This is a collection of notes about using the Flexhook. It assumes that you are using an electronic timer that matches the functional requirements list.
An idea from Chris Edge:
The basic hook logic is that when the load on the hook exceeds unlatch tension, the gust timer starts:
- If the hook tension threshold is exceeded until the gust timer expires, the hook unlatches and the bailout timer is started. Then:
- if the hook moves back before the bailout timer expires, the launch sequence starts
- if hook stays forward after the bailout timer has expired then the hook relatches
- If the hook tension drops below the threshold before the gust timer expires, the gust timer is reset.
Response by Allard van Wallene:
The bump or gust filter and the relatch features should be seen as two independent entities. Item (1) is correct. This is how a gust filter should operate. Mind you, the OLA steering functions MUST be used while the gust filter timer is running, otherwise the steering kicks in after the bump filter timer expires and a consistent OLA trajectory is not possible. The only item the bump filter controls is the latch of the hook.
Item (2) is also correct. If the tension drops below the threshold, the bump filter timer should be reset. Mind you, some OLA's last as little as 1 second or maybe even less. So make sure you don't set it too long. About 0.5 second is quite sufficient (but see below).
Arno Hacken has been playing a lot with his Flexhook set up and has tried several time settings for both the bump filter and the bailout timer. We are planning to define a safe window for both time settings. Wrong timing will give you a false sense of security. The bailout timer should start when the bump filter has expired AND the latch is open AND subsequently the tension has eased off below the line tension trigger threshold.
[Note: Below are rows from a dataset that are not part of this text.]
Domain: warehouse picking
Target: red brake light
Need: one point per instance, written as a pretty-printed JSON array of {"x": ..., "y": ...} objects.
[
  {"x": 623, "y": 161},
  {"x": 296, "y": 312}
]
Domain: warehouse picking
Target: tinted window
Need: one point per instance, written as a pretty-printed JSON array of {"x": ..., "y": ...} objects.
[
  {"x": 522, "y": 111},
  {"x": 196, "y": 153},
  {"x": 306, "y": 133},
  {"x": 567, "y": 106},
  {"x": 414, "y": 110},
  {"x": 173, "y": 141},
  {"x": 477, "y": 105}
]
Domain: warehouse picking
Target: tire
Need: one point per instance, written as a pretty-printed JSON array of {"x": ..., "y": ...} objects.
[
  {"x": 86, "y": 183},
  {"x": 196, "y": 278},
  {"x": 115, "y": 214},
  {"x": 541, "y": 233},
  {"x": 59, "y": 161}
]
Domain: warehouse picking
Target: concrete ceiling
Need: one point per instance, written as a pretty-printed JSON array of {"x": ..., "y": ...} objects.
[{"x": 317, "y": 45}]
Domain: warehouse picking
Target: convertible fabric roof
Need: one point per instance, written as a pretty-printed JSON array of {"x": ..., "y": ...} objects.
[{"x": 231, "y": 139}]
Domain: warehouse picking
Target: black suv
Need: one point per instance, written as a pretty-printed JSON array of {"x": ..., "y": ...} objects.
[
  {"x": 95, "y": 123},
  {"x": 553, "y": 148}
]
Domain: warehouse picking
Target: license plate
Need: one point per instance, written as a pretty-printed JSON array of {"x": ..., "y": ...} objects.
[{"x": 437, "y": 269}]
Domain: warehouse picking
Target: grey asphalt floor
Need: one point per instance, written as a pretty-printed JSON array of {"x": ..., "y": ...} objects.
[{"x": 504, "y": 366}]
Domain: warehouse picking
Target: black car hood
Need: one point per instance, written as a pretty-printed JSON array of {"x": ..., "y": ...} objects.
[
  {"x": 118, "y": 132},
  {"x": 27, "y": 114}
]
The more common approach is to start the bailout function if the line tension threshold is exceeded. This will result in long bailout times because it must be set to OLA time with ease off time added.
Using the Bauer approach, where the bailout timer starts after the line tension threshold has been exceeded AND the tension drops below trigger level, can conflict with the time the OLA sequence takes to complete. This can vary depending on weather. The time between line tension drop and hook swing backward during a regular launch is indeed very short: the bailout time can be set at less than 0.5 sec, making a far more safe setup. Make sure the on board beeper sounds whenever the latch is open. This lets you know when to initiate a circle without crashing the model by bunting at your feet.
From Allard van Wallene:
Under some circumstances the line tension will drop during the last part of the OLA. In particular in windstill conditions, the highest line tension will be directly after starting the OLA and will gradually drop. Of course, under such conditions, a bail out time of a few tenths of seconds might not be enough as the hook will relatch before releasing the line. That is why the bail out time should be around 1 second. It won't be much of a problem to hold on to the line for 1 second to trigger a re-latch.